There’s a considerable population of Arab immigrants in South America (including Argentina’s ex-president Menem and São Paulo’s sometime governor Maluf), although for historical reasons they are sometimes known as “turcos”. n Brazil, ownership in architecture and contracting tends to be Jewish and in the rag trade, Arab. Most turcos are Christians but there are some Muslims, some of whom no doubt are jihadis who can blend into the smuggling culture of the “triangle.”
I am all for commerce and minding our own business as the cornerstones of our policy in the Southern Cone. Less neglect of our own southern frontier would be a good idea; we can dream, can’t we?
June 2nd, 2007 at 8:03 pm
M.Z. Forrest
Thankfully this was all released on Saturday so that it can be on the front page of every Sunday newspaper and on the talk shows. Not to be cynical or anything.
June 2nd, 2007 at 8:55 pm
Grumpy Old Man
Politicians will, of course, make use of this stuff.

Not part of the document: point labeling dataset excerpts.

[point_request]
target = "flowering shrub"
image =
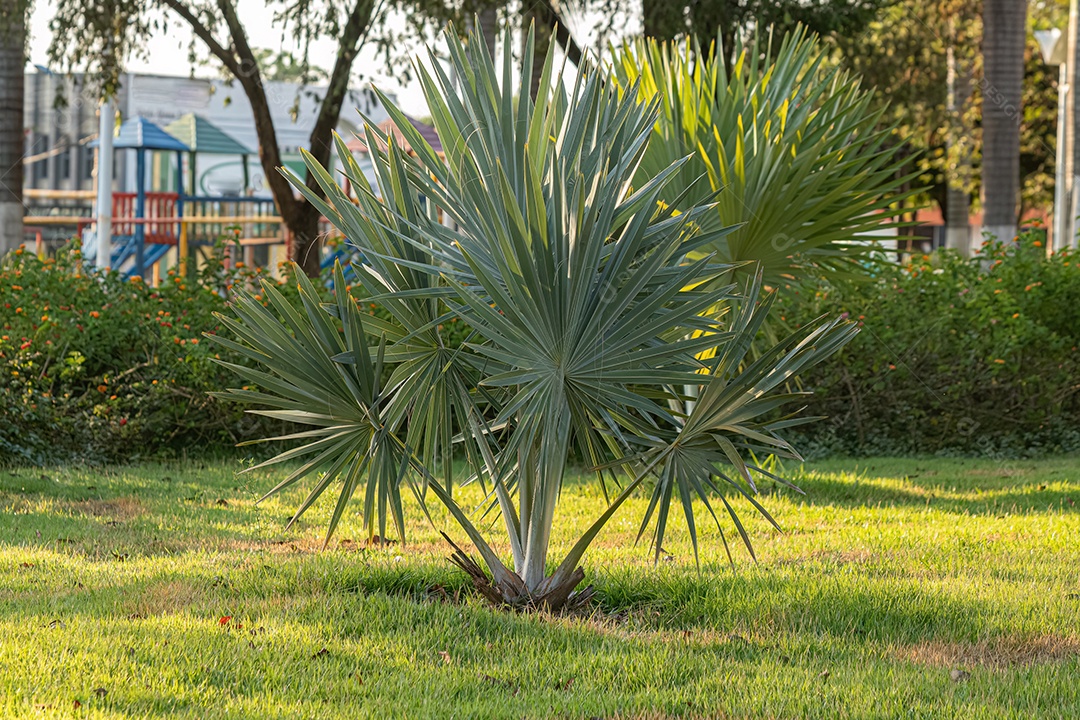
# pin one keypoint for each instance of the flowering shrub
(975, 356)
(95, 367)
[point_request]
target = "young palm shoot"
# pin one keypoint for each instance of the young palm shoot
(590, 304)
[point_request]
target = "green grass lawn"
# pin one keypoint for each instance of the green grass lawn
(936, 588)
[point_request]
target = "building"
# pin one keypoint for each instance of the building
(61, 119)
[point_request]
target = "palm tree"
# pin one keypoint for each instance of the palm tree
(792, 145)
(12, 64)
(588, 314)
(1004, 31)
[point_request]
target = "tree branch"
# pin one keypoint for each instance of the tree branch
(320, 140)
(251, 79)
(562, 32)
(203, 32)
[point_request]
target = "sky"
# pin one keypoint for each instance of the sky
(170, 54)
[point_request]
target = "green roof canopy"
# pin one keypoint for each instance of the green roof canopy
(201, 135)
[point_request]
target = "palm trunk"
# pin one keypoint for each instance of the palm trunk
(12, 63)
(1004, 30)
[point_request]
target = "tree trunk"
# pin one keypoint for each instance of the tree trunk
(1070, 123)
(305, 247)
(299, 217)
(958, 175)
(12, 63)
(1004, 30)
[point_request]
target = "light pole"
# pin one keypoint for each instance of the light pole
(1054, 49)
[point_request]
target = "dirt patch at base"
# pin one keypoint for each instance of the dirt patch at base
(1001, 652)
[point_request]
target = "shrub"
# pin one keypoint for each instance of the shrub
(95, 367)
(973, 356)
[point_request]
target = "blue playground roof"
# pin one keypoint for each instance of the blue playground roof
(140, 134)
(201, 135)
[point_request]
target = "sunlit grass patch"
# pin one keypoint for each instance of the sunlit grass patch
(867, 606)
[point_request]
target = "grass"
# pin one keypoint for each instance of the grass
(943, 588)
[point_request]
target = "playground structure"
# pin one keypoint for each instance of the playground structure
(173, 221)
(154, 227)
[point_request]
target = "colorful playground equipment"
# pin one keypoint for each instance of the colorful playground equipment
(149, 223)
(170, 209)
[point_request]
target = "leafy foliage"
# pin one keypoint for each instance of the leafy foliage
(97, 368)
(794, 144)
(586, 310)
(959, 356)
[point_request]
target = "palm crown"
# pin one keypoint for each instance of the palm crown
(591, 307)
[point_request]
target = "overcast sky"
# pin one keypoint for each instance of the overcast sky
(170, 54)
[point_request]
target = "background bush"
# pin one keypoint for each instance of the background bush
(974, 356)
(96, 368)
(956, 356)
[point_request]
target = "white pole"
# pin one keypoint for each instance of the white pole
(105, 186)
(1061, 201)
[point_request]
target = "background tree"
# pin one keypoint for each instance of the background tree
(98, 38)
(1004, 29)
(12, 139)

However, most of these plots seem stupid and inept when thwarted, but if one succeeds those who failed to take it seriously will be excoriated as inattentive and inept. Although political use is made of these things, they are all too real, and the would-be perpetrators are often autonomous and self-directed.
If there are twenty plots a year and one in a hundred succeed, we’ll have one successful one every five years. Basis statistics tells us that there are enough trials, even an improbable event becomes probable.